Your entire comment reads like an AI response that attempted to mirror the structure of mine without any of the understanding, or the ability to make coherent arguments.
Very interesting article. I'm guessing this will remain a cat/mouse game for a while.
However, any moves will increase the cost of training on un-licensed internet data. This will shift the balance slightly closer towards AI companies licensing data as opposed to using scraped data. Emphasis on slightly.
I wonder how long until something like Copilot+, but also with the ability to leak these images into the training data, is released by somebody (probably not by MS, they appear to be trying to maintain some appearance of not being entirely malware authors).
I wonder if “affirming the consequent” is still ok (not that you’ve done so, your post just brought it to mind).
Affirming the consequent is always an interesting one to me when it overlaps with a tragedy of the commons situation.
If publicly available content can be used in training sets, any one model willing to use them will have an advantage.
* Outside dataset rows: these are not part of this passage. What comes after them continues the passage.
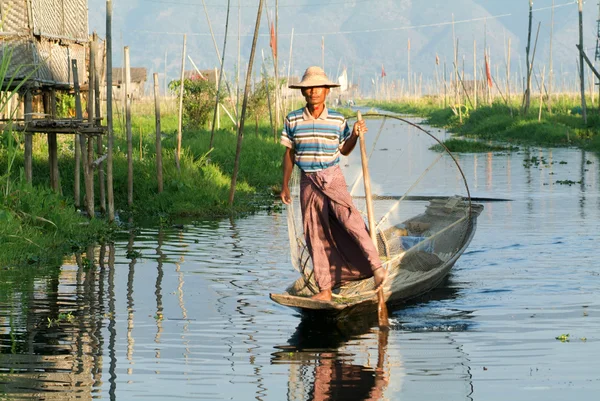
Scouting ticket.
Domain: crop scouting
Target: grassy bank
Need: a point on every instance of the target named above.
(560, 126)
(38, 226)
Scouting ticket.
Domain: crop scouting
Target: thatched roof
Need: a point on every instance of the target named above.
(138, 75)
(209, 75)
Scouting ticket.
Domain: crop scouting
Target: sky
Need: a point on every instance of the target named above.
(359, 35)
Is it reasonable to assume then that all publicly available content is in the most popular training sets, or is that falling into the affirming the consequent fallacy?
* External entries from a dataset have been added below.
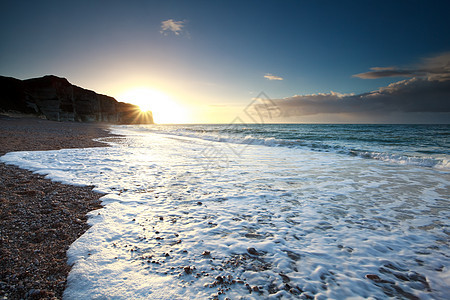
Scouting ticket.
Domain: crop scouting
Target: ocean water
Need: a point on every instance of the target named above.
(260, 212)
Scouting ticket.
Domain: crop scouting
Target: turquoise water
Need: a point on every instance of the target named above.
(418, 145)
(294, 211)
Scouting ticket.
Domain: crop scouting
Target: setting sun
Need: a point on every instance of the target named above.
(165, 110)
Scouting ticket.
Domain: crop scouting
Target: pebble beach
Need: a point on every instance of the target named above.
(40, 219)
There's nothing stopping anyone here from coming to your public website and downloading your images for use in a training set. If someone did that, why would they be posting online where they pulled data from?
It wouldn't be the most outrageous or illegal thing they have done. In 2022 a Kenyan data labeling firm suddenly cut ties mid-contract because OpenAI was asking them to gather and label CSAM images.[0]
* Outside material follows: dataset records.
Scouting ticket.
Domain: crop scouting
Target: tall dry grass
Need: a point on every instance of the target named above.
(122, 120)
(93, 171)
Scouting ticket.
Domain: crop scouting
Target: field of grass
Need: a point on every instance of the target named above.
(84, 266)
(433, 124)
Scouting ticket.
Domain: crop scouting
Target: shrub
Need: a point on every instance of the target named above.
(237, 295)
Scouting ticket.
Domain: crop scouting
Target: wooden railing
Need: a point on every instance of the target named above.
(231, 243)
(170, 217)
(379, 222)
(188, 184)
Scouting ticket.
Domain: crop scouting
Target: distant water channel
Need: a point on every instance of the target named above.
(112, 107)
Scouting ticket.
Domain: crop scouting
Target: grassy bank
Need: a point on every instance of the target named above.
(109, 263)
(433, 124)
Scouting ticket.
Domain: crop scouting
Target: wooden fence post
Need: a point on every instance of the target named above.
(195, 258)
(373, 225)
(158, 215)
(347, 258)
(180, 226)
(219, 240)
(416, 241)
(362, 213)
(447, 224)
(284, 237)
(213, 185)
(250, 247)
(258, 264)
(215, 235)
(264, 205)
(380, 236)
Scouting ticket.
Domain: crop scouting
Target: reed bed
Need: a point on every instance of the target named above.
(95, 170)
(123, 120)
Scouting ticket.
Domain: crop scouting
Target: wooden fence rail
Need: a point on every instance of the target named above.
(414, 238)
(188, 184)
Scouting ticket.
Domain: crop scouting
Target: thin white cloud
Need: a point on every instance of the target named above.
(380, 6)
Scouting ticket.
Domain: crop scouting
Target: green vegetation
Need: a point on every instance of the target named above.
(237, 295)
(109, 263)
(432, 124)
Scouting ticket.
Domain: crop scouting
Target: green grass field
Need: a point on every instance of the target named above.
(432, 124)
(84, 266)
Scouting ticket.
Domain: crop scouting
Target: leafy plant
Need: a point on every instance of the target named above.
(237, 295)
>In February 2022, Sama and OpenAI’s relationship briefly deepened, only to falter. That month, Sama began pilot work for a separate project for OpenAI: collecting sexual and violent images—some of them illegal under U.S. law—to deliver to OpenAI. The work of labeling images appears to be unrelated to ChatGPT. In a statement, an OpenAI spokesperson did not specify the purpose of the images the company sought from Sama, but said labeling harmful images was “a necessary step” in making its AI tools safer. (OpenAI also builds image-generation technology.) In February, according to one billing document reviewed by TIME, Sama delivered OpenAI a sample batch of 1,400 images. Some of those images were categorized as “C4”—OpenAI’s internal label denoting child sexual abuse—according to the document. Also included in the batch were “C3” images (including bestiality, rape, and sexual slavery,) and “V3” images depicting graphic detail of death, violence or serious physical injury, according to the billing document. OpenAI paid Sama a total of $787.50 for collecting the images, the document shows.
>Within weeks, Sama had canceled all its work for OpenAI—eight months earlier than agreed in the contracts. The outsourcing company said in a statement that its agreement to collect images for OpenAI did not include any reference to illegal content, and it was only after the work had begun that OpenAI sent “additional instructions” referring to “some illegal categories.” “The East Africa team raised concerns to our executives right away. Sama immediately ended the image classification pilot and gave notice that we would cancel all remaining [projects] with OpenAI,” a Sama spokesperson said.